Sukses

Benarkah Badan Lemas Tanda Awal Penyakit ALS?

Tanda dan gejala awal penyakit ALS banyak ragamnya. Tapi benarkah badan lemas adalah salah satu tandanya?

Klikdokter.com, Jakarta Badan lemas dapat terjadi akibat berbagai hal, misalnya kelelahan atau kurang istirahat. Belakangan, banyak orang yang juga percaya bahwa badan lemas yang terjadi berkelanjutan adalah tanda awal dari penyakit ALS(Amyotrophic Lateral Sclerosis).

Apa itu penyakit ALS? Ini adalah penyakit yang menyerang saraf atau neuron pada tubuh manusia, dan menyebabkan penderitanya mengalami kelumpuhan hingga kematian. Penyakit ini menjadi pembicaraan banyak orang usai merenggut nyawa beberapa tokoh dunia, seperti fisikawan Stephen Hawking, dan pencipta karakter animasi “SpongeBob SquarePants”, Stephen Hillenburg, beberapa waktu lalu.

Penyakit ALS itu sendiri menyerang sekumpulan saraf yang berfungsi mengatur gerakan motorik dan otot-otot pada tubuh, mulai dari kepala hingga kaki. Penyakit yang juga disebut Lou Gehrig's disease ini dapat menyebabkan gangguan berbicara, bergerak, makan, dan bernapas.

Badan lemas dan ALS

Badan lemas dan ALS memang memiliki suatu hubungan. Akan tetapi, badan lemas itu sendiri tak dapat dijadikan patokan sebagai tanda atau gejala awal dari penyakit mengerikan tersbeut.

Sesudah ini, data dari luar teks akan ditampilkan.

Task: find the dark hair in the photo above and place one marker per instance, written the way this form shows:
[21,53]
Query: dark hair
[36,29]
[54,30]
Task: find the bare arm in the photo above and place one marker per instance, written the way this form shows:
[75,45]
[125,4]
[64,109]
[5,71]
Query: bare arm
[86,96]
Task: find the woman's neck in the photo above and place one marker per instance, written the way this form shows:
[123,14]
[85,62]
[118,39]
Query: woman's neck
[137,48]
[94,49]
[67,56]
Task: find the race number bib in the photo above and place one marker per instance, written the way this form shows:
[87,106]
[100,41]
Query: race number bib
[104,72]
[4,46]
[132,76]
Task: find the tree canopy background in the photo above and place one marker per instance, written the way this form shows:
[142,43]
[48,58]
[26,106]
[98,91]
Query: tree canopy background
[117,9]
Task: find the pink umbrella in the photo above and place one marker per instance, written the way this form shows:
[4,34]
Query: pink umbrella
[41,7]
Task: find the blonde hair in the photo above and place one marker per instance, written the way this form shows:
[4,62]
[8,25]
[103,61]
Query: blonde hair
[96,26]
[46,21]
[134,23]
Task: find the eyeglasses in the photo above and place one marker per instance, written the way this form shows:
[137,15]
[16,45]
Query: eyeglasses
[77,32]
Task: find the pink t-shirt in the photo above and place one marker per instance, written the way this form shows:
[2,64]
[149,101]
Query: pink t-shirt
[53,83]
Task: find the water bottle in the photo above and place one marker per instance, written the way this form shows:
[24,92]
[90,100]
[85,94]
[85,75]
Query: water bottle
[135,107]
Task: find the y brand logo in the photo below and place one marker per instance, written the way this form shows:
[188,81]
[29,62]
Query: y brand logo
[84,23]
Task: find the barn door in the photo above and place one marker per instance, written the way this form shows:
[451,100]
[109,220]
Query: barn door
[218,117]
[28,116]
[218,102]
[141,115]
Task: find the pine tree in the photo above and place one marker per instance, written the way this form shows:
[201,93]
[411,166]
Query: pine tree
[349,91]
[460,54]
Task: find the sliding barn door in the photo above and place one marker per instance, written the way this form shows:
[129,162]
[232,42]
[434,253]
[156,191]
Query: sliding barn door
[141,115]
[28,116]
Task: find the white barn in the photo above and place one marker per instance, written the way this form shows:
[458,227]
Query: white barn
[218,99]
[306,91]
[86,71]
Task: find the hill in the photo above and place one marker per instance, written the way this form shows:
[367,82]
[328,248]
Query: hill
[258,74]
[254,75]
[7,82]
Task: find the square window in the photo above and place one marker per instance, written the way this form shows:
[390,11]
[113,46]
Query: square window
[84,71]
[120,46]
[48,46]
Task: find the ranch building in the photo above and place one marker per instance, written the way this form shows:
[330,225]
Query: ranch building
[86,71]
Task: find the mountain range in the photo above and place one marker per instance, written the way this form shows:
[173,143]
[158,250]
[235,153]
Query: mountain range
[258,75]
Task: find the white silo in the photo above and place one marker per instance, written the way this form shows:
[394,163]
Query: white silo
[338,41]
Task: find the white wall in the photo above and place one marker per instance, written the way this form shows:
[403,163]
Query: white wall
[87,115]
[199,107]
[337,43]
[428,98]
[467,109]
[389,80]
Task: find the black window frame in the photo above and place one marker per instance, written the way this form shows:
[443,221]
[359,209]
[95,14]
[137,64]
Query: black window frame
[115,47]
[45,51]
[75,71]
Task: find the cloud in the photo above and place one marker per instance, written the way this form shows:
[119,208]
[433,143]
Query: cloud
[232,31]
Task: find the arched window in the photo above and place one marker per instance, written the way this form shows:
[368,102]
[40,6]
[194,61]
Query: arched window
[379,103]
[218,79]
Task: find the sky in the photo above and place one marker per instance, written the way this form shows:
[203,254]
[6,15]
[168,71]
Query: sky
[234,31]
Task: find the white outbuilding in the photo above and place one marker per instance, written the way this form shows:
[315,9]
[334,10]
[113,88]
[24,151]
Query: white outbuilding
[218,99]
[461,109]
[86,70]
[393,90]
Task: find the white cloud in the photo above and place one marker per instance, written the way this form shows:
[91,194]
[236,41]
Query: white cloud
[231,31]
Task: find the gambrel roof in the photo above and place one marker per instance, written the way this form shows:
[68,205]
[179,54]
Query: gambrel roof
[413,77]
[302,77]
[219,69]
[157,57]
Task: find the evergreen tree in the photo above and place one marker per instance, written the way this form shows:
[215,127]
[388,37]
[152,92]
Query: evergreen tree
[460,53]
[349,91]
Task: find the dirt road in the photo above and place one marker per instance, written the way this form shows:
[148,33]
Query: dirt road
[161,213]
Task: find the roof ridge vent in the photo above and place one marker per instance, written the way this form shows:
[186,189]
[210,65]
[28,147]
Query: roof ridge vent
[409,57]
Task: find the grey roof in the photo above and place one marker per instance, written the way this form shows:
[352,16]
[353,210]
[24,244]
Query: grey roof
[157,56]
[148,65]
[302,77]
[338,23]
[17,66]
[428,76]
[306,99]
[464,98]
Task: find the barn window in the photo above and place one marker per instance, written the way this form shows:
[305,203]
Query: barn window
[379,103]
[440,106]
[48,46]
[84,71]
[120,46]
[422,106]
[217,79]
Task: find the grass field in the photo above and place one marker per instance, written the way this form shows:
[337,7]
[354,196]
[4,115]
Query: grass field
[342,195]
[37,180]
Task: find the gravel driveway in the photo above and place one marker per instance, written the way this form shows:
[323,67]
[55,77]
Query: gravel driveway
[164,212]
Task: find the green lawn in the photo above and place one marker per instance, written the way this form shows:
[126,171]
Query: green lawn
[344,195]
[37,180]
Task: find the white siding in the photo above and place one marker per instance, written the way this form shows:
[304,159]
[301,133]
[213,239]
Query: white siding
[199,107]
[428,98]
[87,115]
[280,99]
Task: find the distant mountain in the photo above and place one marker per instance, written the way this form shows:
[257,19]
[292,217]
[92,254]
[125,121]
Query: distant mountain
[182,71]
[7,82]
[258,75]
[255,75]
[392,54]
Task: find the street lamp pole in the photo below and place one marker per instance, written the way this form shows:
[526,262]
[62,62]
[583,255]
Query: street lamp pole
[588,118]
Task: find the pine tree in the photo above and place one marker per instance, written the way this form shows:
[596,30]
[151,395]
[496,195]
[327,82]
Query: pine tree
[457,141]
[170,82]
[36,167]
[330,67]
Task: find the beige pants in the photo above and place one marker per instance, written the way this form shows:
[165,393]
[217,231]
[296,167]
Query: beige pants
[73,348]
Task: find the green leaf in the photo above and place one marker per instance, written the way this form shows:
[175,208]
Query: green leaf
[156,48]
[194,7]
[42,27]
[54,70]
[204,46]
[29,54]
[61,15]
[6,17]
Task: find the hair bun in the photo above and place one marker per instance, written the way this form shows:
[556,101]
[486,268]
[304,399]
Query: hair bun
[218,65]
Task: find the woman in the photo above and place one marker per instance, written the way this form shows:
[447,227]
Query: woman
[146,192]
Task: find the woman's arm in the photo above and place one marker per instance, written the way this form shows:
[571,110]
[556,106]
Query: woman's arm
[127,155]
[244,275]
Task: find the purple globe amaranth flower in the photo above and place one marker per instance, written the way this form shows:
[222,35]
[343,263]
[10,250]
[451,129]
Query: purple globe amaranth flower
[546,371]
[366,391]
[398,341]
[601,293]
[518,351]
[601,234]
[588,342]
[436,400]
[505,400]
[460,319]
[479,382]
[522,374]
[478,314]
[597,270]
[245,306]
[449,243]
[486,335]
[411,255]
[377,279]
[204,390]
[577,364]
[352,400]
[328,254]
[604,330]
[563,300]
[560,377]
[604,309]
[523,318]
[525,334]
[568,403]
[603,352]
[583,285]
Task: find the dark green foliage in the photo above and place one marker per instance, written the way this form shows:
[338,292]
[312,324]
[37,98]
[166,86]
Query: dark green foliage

"Tergantung, kalau ALS itu ‘kan gangguan saraf motorik. Saraf motorik itu adalah saraf-saraf yang membawahi saraf-saraf lain. Kalau dibilang badan lemas, ini bukan tanda yang spesifik dan bukan tanda awal juga," ujar dr. Sepriani Timurtini Limbong dari KlikDokter.

Jadi, pada penyakit ALS, tubuh tidak serta-merta lemas secara bersamaan. Menurut dr. Sepri, ALS yang menyebabkan badan lemas secara keseluruhan adalah tanda akhir dari penyakit terkait.

"Soalnya (tanda) ALS itu spesifik, misalnya neuron yang terserang adalah ekstremitas atas, biasanya menyerang tangan dulu, tapi kaki masih bisa digerakkan. Atau misalnya yang terkena ekstremitas bawah, itu berarti bagian bawah dulu yang terganggu, sementara bagian tubuh atas masih bisa digerakkan," jelasnya.

"Sedangkan, kalau yang dimaksud adalah badan lemas secara keseluruhan, itu justru sebagai tanda akhir dari ALS. Misalnya, sudah tinggal torso ke atas yang aktif, sedangkan bawah sudah terganggu, baru jadinya lemas semuanya. Jadinya, yang kena itu sekelompok otot tertentu dulu, tergantung motor neuron yang pertama terkena," tegas dr. Sepri.

Faktor risiko ALS

ALS tidak bisa disembuhkan. Penyakit ini lebih mungkin terjadi pada orang yang memiliki berbagai faktor risikonya. Berikut ini adalah faktor risiko ALS menurut dr. Theresia Rina Yunita dari KlikDokter:

  • Genetik. Jika Anda memiliki anggota keluarga yang mengalami ALS, risiko Anda untuk terkena keadaan yang sama akan meningkat berlipat ganda.
  • Usia. ALS umumnya terjadi pada usia 55–75 tahun, meski tak menutup kemungkinan untuk terjadi pada segala usia.
  • Jenis kelamin. Pria sedikit lebih berisiko mengalami ALS dibandingkan wanita.
  • Ras. ALS banyak menyerang orang-orang dengan ras Kaukasia dan non-Hispanik.
  • Lingkungan. Infeksi, trauma fisik, diet, merokok, dan faktor pekerjaan juga dapat meningkatkan risiko ALS. Untuk faktor pekerjaan, dua profesi yang rentan terkena ALS adalah tentara (militer) dan pesepak bola profesional.

Sekarang Anda sudah tahu bahwa badan lemas bukanlah pertanda awal dari penyakit ALS, bukan? Kendati begitu, jika memang Anda mengalami badan lemas yang tak kunjung hilang, jangan sungkan untuk berkonsultasi lebih lanjut pada dokter. Tindakan ini bertujuan agar keluhan Anda bisa segera disembuhkan dan kualitas hidup Anda bisa kembali ke taraf normal.